The Symphony Spark SQL connector lets you access the data available in Spark SQL databases using the Symphony client. The Symphony Spark SQL connector supports Spark SQL versions 2.3 through 3.0.

Before you can establish a connection from Symphony to Spark SQL storage, a connector server needs to be installed and configured. See Manage Connectors and Connector Servers for general instructions and Connect to Spark SQL for details specific to the Spark SQL connector.

After the connector has been set up, you can create data source configurations that specify the necessary connection information and identify the data you want to use. See Manage Visual Data Discovery Data Source Configurations for more information. After data sources are configured, they can be used to create dashboards and visuals from your data. See Create Data Discovery Dashboards.

Feature Support

Connector support for specific features is shown in the following table.

Key: Y - Supported; N - Not Supported; N/A - not applicable

Feature Supported? Notes
Admin-Defined Functions Y  
Box Plots Y
Custom SQL Queries Y If you need to access a BigQuery partition, explicitly include an alias for the built in partition column in your select clause, such as select *, _PARTITIONTIME as pt from projectId.datasetId.tableId.
Derived Fields (Row-Level Expressions) Y
Distinct Counts Y
Fast Distinct Values N/A  
Group By Multiple Fields Y  
Group By Time Y  
Group By UNIX Time Y  
Histogram Floating Point Values Y  
Histograms Y  
Kerberos Authentication Y
To enable Kerberos authentication, see Connect to Spark SQL Sources on a Kerberized HDP Cluster.
Last Value Y  
Live Mode and Playback Y  
Multivalued Fields N/A
Nested Fields N/A  
Partitions Y  
Pushdown Joins for Fusion Data Sources Y  
Schemas Y  
Text Search N/A
TLS N  
User Delegation N
Wildcard Filters Y  
Wildcard Filters, Case-Insensitive Mode Y
Wildcard Filters, Case-Sensitive Mode Y

Connect to Spark SQL

When establishing a connection to Spark SQL, you need to provide the following information when setting up the partition settings.

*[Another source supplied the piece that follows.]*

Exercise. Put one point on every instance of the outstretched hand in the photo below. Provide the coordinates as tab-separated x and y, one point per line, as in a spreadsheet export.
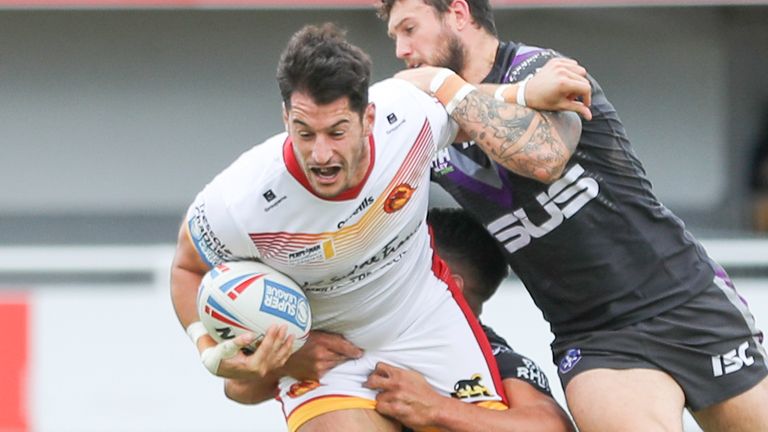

Configure the partition settings. For the partitioned fields you can select one of the following options:

  • No
  • Date - this option is available for the Time field type. If you select this option, the list of the partitioned columns will be displayed in the Configure column.

Numeric and time-based fields can be edited using the Fields tab:

  • Numeric type Number - ability to select a default aggregation function
  • Time fields - ability to define the default time pattern and granularity; if the time field provides granularities of hour, minute and second, then a time zone label may be applied.

When you create a data source, the specific number of distinct values for the attribute fields are saved in Symphony depending on the data sample from your data set. You can filter the data on your visual by these values. While editing a data source, if you want to use all distinct values in the filter (that is from whole data source), select Refresh in the Statistics column.